The Government of Sweden announced additional requirements for citizenship applications from 2025 onwards, subject to parliamentary approval. Applicants for naturalisation will need to take a language test and a societal knowledge test before they can become Swedish citizens.
The assimilation debate and citizenship
Sweden has long been a safe haven for many migrants who escape war, political persecution, and poverty, a history that spans World War II, Vietnam War and the Yugoslav Wars.
However, since the European migrant crisis of the 2010s, a fierce debate has erupted around the apparent inability of some migrants to assimilate into society, as well as the appearance of “parallel societies” around certain ethnoreligious groups that enforce rules in conflict with the general Swedish society.
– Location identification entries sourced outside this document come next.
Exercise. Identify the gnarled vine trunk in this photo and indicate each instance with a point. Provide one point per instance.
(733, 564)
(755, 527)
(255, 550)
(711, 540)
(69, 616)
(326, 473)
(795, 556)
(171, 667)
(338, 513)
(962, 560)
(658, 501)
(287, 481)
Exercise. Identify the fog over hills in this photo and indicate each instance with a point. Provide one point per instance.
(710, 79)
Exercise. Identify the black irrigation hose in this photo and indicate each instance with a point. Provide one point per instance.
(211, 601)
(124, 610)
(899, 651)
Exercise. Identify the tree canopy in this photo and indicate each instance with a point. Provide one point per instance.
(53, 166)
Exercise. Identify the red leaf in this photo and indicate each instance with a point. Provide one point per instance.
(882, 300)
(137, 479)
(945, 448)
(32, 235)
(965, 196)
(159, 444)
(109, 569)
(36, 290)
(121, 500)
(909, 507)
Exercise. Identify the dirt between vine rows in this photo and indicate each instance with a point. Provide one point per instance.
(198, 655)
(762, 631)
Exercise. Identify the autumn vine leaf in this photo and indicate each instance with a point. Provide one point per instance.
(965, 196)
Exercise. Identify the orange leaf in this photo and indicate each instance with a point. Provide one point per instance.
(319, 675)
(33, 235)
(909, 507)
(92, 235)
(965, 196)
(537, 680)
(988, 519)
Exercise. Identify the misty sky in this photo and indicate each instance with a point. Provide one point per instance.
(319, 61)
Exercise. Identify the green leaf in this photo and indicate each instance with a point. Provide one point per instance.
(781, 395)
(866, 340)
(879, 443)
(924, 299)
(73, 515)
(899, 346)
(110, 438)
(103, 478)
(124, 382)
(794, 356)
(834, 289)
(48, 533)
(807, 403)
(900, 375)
At present, unlike neighbouring Denmark or other countries like the United Kingdom, naturalisation as a Swedish citizen requires only a continuous legal residence of 5 years, permanent residence status (obtainable with 2-5 years of residence depending on situation), good conduct, plus an interview with an immigration officer. With the surge in immigrants, it became apparent that Sweden needs to require higher standards of its prospective citizens.
The new requirements
From 1 January 2025, applicants for naturalisation between the ages of 16 and 66 will require (in addition to present requirements):
- A language test, and
- A citizenship test with societal knowledge in focus.
The language test requirement can be met by taking the exam at the end of SFI Course D, the highest level of the Swedish language course for immigrants. Tisus, the language test for university admission, will also be accepted.
The citizenship test requirement will also be considered as fulfilled through completing adult education (komvux) courses in societal knowledge (samhällskunskap).
Unified tests will also be available for all applicants who don’t meet the requirements, but these will have to be paid for by the applicant, costing approximately 2500 kronor (€247).
Citizenship tests: not easy to create one nor pass one?
Citizenship tests are often required of naturalisation applicants to ensure they understand life in the host nation. But a fair citizenship test is not that easy to create, let alone pass.
In 2018, for example, the UK Home Secretary Sajid Javid criticised his country’s citizenship test as a “pub quiz” that doesn’t fit its intended purpose. The UK citizenship test is in a multiple choice format that tests basic knowledge in British history, society and culture.
The Danish citizenship test, which has a similar format and context, is infamous for a pass rate as low as 32%, with the government blaming candidates for “not preparing properly”. Questions include, for example, the year in which the first Olsen Gang film was premiered.
It isn’t yet known how the Swedish citizenship will look like, but the government knew it takes time and so gave four years to the task of creating one, debuting from 2025.